Chinese hackers to blame for massive US data breach, says top intelligence official

'You have to kind of salute the Chinese for what they did'

The massive cyberattack on the US government made public earlier this month was probably done by Chinese hackers, the top US intelligence official has said.

Speaking at a conference in Washington DC, Director of National Intelligence James Clapper said China "remains the leading suspect" and that "the US government continues to investigate" the breach.

Earlier this year the personnel records of millions of federal government employees were compromised by a sophisticated cyberattack — estimates vary between 4 and 18 million people's data was taken but an official number has yet to be provided.

The Wall Street Journal reports that, in reference to how difficult the data was to access, Clapper also said: "You have to kind of salute the Chinese for what they did."


The government had up until Thursday refused to blame China in public for the breach, but many US officials have since been saying privately the hackers were likely to be Chinese.

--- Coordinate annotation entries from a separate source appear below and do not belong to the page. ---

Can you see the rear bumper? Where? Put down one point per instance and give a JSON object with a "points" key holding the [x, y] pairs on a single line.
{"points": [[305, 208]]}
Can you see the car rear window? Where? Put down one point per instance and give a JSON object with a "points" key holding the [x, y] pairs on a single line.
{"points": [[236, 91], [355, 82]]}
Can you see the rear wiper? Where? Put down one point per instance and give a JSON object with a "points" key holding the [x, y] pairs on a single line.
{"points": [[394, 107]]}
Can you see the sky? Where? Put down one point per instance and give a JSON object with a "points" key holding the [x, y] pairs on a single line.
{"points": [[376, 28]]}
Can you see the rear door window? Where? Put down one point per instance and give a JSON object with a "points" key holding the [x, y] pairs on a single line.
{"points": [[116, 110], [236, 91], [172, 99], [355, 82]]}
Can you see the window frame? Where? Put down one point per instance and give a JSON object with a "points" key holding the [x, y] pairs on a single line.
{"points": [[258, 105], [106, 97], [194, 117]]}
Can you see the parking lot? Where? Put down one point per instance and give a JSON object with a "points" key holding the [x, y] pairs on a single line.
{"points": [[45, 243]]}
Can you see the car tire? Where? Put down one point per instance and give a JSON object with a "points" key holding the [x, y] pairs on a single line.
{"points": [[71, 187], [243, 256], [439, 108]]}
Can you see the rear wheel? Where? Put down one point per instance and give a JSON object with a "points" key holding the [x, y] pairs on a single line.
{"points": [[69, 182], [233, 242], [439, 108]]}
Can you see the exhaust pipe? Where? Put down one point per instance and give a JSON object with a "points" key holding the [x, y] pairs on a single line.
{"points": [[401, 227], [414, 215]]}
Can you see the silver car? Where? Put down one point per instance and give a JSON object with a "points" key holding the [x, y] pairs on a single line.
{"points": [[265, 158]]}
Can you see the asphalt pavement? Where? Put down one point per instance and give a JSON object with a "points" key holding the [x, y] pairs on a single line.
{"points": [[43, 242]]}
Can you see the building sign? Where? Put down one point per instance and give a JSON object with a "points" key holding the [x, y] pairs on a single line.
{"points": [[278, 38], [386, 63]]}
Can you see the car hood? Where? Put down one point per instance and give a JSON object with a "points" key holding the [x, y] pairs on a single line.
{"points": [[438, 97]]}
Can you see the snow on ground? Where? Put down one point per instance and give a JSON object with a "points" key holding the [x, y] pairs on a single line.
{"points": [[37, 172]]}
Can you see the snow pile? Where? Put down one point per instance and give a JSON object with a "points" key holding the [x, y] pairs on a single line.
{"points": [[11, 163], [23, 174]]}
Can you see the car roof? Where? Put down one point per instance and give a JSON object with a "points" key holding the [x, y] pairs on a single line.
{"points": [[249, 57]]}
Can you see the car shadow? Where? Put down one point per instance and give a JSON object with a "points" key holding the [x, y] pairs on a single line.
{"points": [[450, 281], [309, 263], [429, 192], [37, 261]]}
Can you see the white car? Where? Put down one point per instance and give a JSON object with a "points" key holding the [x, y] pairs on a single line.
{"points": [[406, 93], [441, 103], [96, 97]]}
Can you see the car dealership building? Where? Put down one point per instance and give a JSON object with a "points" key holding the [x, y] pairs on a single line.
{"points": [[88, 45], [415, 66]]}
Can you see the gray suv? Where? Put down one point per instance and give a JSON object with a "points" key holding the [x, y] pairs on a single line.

Beijing has denied involvement in the incident, and has not commented yet on Clapper's allegations.

Clapper also called for policy measures to protect US government and business from cyber-espionage.

"The challenge here, the problem for us, frankly, is until such time as we can create both the substance and the psychology of deterrence, this is going to go on," he said.

"And that's been a struggle for us, because of concerns about unintended consequences and other related policy issues."

James Clapper, Director of National Intelligence, said China 'remains the leading suspect' of the data breach (Getty)

Implying there's a discussion within the White House about how best to respond to attacks of this kind, he said there should be a greater emphasis on cyber-defence.

The Treasury Department were earlier this year given fresh powers via presidential executive order to impose sanctions on anyone who conducts a "significant threat" cyberattack against the US government or a US company.

Addressing a question over what he would do in response to the Chinese, Clapper said that's up to the White House: "We are just down in the engine room shoveling intelligence coal."